Case sensitivity of Java class names - java

If one writes two public Java classes with the same case-insensitive name in different directories then both classes are not usable at runtime. (I tested this on Windows, Mac and Linux with several versions of the HotSpot JVM. I would not be surprised if there other JVMs where they are usable simultaneously.) For example, if I create a class named a and one named A like so:
// lowercase/src/testcase/a.java
package testcase;
public class a {
public static String myCase() {
return "lower";
}
}
// uppercase/src/testcase/A.java
package testcase;
public class A {
public static String myCase() {
return "upper";
}
}
Three eclipse projects containing the code above are available from my website.
If try I calling myCase on both classes like so:
System.out.println(A.myCase());
System.out.println(a.myCase());
The typechecker succeeds, but when I run the class file generate by the code directly above I get:
Exception in thread "main" java.lang.NoClassDefFoundError: testcase/A (wrong name: testcase/a)
In Java, names are in general case sensitive. Some file systems (e.g. Windows) are case insensitive, so I'm not surprised the above behavior happens, but it seems wrong. Unfortunately the Java specifications are oddly non-commital about which classes are visible. The Java Language Specification (JLS), Java SE 7 Edition (Section 6.6.1, page 166) says:
If a class or interface type is declared public, then it may be accessed by
any code, provided that the compilation unit (§7.3) in which it is declared is
observable.
In Section 7.3, the JLS defines observability of a compilation unit in extremely vague terms:
All the compilation units of the predefined package java and its subpackages lang
and io are always observable. For all other packages, the host system determines which compilation units are observable.
The Java Virtual Machine Specification is similarly vague (Section 5.3.1):
The following steps are used to load and thereby create the nonarray class or
interface C denoted by [binary name] N using the bootstrap class loader [...]
Otherwise, the Java virtual machine passes the argument N to an invocation of a
method on the bootstrap class loader to search for a purported representation of C
in a platform-dependent manner.
All of this leads to four questions in descending order of importance:
Are there any guarantees about which classes are loadable by the default class loader(s) in every JVM? In other words, can I implement a valid, but degenerate JVM, that won't load any classes except those in java.lang and java.io?
If there are any guarantees, does the behavior in the example above violate the guarantee (i.e. is the behavior a bug)?
Is there any way to make HotSpot load a and A simultaneously? Would writing a custom class loader work?
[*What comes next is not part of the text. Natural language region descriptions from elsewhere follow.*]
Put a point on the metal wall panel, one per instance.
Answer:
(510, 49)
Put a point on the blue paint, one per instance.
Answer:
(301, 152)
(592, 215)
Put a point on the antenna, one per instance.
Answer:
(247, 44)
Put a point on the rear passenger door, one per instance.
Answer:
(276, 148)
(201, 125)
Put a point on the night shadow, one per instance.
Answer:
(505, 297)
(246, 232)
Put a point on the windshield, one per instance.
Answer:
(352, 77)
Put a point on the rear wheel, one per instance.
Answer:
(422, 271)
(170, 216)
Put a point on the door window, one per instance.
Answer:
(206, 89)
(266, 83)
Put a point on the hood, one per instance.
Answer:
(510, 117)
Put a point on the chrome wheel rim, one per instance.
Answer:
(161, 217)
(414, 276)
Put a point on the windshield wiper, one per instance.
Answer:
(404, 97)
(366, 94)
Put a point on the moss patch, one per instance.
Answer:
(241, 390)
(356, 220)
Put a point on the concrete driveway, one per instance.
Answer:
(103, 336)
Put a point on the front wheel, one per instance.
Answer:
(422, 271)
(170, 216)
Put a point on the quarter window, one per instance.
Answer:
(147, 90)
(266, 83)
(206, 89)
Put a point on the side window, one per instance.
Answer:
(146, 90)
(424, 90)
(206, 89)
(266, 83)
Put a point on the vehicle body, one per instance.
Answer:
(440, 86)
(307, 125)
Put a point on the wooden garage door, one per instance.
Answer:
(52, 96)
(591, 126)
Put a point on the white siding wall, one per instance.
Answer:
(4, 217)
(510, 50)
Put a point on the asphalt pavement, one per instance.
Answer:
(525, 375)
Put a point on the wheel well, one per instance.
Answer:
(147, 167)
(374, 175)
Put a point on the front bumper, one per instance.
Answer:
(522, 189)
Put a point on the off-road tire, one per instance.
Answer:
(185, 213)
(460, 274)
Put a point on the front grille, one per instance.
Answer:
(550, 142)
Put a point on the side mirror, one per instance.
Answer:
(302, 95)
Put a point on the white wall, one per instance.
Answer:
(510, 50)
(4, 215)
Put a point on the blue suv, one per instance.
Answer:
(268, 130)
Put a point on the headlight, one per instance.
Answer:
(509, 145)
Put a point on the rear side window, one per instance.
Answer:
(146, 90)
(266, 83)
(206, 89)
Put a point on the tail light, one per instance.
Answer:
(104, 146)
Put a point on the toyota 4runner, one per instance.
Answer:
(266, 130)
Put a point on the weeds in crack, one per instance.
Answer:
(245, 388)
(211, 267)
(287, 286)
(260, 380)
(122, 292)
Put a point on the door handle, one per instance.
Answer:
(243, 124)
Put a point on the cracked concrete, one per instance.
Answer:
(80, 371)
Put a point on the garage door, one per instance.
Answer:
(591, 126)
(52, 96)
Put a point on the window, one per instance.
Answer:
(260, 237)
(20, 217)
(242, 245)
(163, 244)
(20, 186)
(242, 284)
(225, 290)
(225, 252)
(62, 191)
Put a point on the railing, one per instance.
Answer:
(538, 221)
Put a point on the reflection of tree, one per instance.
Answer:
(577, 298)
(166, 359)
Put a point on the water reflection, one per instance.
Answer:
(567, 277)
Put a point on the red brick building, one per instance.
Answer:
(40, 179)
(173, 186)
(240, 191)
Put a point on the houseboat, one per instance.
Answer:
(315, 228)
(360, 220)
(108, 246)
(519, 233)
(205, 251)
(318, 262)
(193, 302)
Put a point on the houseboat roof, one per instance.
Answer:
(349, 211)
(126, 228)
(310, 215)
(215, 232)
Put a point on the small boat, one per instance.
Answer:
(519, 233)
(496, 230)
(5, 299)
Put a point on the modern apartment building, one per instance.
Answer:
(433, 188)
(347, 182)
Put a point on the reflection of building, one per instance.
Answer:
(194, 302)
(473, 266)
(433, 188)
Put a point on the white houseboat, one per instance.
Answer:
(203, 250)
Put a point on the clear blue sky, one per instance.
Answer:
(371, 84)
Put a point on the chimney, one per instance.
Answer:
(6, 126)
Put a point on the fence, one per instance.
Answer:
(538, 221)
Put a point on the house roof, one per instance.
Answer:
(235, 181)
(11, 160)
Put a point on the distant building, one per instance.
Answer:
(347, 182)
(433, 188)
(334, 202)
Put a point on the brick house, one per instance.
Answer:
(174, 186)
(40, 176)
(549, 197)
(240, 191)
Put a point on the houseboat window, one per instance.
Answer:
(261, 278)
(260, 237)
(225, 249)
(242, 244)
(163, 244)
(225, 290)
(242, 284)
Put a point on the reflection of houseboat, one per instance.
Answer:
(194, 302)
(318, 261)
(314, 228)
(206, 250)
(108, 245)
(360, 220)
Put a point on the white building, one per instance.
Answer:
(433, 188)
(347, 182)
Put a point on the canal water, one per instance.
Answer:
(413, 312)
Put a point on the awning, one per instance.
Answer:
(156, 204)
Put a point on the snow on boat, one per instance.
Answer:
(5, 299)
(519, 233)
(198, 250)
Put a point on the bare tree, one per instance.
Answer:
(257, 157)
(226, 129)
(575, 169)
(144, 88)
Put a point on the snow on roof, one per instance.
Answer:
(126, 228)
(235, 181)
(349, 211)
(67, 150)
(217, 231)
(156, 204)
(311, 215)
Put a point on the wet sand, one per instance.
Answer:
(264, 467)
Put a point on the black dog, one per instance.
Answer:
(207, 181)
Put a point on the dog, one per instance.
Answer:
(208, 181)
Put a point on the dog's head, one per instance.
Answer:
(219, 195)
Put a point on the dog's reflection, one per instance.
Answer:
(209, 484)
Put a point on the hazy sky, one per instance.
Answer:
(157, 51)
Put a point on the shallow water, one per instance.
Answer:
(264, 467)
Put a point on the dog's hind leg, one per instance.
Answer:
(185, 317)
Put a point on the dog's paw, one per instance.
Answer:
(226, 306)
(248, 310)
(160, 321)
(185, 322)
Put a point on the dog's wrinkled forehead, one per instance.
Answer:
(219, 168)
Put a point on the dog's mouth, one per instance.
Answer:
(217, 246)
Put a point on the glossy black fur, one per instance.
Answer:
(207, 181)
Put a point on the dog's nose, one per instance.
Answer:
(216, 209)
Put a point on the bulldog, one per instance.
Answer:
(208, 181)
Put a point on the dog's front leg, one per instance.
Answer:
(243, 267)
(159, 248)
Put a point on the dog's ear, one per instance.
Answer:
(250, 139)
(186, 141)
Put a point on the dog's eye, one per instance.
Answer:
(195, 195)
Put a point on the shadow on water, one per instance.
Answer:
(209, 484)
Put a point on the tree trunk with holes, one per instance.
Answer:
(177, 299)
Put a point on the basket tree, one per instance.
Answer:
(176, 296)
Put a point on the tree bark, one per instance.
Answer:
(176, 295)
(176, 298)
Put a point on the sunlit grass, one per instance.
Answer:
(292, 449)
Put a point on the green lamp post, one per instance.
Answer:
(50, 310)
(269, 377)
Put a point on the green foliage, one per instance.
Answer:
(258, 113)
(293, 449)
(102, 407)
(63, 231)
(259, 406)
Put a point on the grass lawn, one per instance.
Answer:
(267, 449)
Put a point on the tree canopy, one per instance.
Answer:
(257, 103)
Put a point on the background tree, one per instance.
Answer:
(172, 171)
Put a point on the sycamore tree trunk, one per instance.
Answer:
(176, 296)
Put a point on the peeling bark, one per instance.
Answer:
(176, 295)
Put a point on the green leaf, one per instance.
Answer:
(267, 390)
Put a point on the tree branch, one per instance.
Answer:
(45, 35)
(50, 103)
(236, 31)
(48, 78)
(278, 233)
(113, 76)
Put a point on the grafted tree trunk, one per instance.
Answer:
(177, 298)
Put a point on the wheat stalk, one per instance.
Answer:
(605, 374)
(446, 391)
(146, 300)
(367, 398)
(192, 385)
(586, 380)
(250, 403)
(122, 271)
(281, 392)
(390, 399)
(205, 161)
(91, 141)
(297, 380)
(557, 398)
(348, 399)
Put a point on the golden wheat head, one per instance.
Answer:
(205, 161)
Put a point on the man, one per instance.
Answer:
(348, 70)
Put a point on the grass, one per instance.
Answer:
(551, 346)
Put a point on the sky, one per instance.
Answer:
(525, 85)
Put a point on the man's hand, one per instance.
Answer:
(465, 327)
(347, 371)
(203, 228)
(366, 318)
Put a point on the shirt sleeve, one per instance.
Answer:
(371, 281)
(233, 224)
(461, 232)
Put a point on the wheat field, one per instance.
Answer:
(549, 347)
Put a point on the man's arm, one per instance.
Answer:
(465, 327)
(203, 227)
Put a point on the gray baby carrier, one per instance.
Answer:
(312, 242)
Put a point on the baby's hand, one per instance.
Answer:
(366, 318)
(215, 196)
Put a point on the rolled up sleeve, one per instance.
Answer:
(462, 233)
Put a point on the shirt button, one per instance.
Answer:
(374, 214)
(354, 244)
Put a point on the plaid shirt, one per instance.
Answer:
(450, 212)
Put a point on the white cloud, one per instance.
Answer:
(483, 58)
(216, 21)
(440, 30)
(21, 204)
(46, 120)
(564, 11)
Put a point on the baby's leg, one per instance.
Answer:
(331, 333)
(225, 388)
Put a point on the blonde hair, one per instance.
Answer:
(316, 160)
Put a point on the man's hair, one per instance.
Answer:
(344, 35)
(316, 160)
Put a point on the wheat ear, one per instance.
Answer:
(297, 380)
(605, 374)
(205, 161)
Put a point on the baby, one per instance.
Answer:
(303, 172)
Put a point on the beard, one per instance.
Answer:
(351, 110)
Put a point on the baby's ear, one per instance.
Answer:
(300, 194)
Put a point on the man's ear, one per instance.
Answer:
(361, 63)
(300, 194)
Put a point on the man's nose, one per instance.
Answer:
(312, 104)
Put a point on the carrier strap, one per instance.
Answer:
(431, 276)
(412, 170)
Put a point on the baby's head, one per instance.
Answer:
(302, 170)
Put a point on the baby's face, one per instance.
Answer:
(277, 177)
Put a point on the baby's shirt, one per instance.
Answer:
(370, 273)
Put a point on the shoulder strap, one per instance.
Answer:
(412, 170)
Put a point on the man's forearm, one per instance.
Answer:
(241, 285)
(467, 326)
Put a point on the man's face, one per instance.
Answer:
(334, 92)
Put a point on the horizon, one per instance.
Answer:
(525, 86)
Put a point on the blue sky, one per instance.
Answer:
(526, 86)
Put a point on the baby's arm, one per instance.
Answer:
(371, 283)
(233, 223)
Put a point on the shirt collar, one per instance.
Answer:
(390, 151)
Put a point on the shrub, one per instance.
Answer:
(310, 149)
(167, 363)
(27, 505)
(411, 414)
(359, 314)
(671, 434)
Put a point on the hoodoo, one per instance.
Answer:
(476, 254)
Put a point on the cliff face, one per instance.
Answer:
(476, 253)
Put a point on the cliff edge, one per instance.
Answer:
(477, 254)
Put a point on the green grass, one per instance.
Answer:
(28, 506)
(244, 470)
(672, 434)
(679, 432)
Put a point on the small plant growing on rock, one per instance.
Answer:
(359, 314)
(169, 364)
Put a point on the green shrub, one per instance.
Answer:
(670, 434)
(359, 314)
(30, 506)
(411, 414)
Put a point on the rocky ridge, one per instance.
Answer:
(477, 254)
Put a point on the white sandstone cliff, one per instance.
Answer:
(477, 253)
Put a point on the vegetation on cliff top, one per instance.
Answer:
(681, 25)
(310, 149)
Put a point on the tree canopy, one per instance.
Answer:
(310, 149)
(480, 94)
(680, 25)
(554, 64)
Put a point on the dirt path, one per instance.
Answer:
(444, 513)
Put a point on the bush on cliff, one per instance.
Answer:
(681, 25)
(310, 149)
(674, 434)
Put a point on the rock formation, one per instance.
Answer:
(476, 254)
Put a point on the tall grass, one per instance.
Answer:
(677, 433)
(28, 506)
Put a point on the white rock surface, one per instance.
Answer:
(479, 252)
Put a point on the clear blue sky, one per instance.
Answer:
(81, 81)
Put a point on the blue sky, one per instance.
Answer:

Are there any guarantees about which classes are loadable by the bootstrap class loader in every JVM?
The core bits and pieces of the language, plus supporting implementation classes. Not guaranteed to include any class that you write. (The normal JVM loads your classes in a separate classloader from the bootstrap one, and in fact the normal bootstrap loader loads its classes out of a JAR normally, as this makes for more efficient deployment than a big old directory structure full of classes.)
If there are any guarantees, does the behavior in the example above violate the guarantee (i.e. is the behavior a bug)?
Is there any way to make "standard" JVMs load a and A simultaneously? Would writing a custom class loader work?
Java loads classes by mapping the full name of the class into a filename that is then searched for on the classpath. Thus testcase.a goes to testcase/a.class and testcase.A goes to testcase/A.class. Some filesystems mix these things up, and may serve the other up when one is asked for. Others get it right (in particular, the variant of the ZIP format used in JAR files is fully case-sensitive and portable). There is nothing that Java can do about this (though an IDE could handle it for you by keeping the .class files away from the native FS, I don't know if any actually do and the JDK's javac most certainly isn't that smart).
However that's not the only point to note here: class files know internally what class they are talking about. The absence of the expected class from the file just means that the load fails, leading to the NoClassDefFoundError you received. What you got was a problem (a mis-deployment in at least some sense) that was detected and dealt with robustly. Theoretically, you could build a classloader that could handle such things by keeping searching, but why bother? Putting the class files inside a JAR will fix things far more robustly; those are handled correctly.
More generally, if you're running into this problem for real a lot, take to doing production builds on a Unix with a case-sensitive filesystem (a CI system like Jenkins is recommended) and find which developers are naming classes with just case differences and make them stop as it is very confusing!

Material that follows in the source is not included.